Analysts are especially concerned that the new ACS numbers show that nearly one in five young children are poor. In 2009, 19 percent of Vermont children under the age of 6 were living in poverty, as were 13 percent of all children. When comparing these rates to seniors (7.8%) and working-age adults (11.5%), it is clear that the younger the person in Vermont, the more likely he or she is to be living in poverty.
The good news is that we know what we need to do to reduce child poverty, even in tough economic times. In 2009, the Vermont Child Poverty Council issued a series of recommendations to cut child poverty in half by 2017. The new Census data illustrate that if we hope to attain our goal of reducing child poverty, we need to act now to ensure we have a strong safety net that helps working families and their children move out of poverty and into a more economically secure position.
When thousands of children grow up in poverty, Vermont loses the value of their unrealized potential. As a result, the economic prosperity of our state suffers.

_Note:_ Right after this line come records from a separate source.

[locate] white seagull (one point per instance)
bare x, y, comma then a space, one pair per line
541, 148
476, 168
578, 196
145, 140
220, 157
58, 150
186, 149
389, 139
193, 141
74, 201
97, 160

“It is both wrong and unaffordable to leave so many children disadvantaged by economic insecurity,” explains Nicole Mace, Research Coordinator at Voices for Vermont’s Children. “We cannot have economic growth in the future if so many of tomorrow’s workforce start out in poverty now. Today’s poverty numbers should be a wake-up call for urgent investments to help parents get back to work and to meet their basic needs.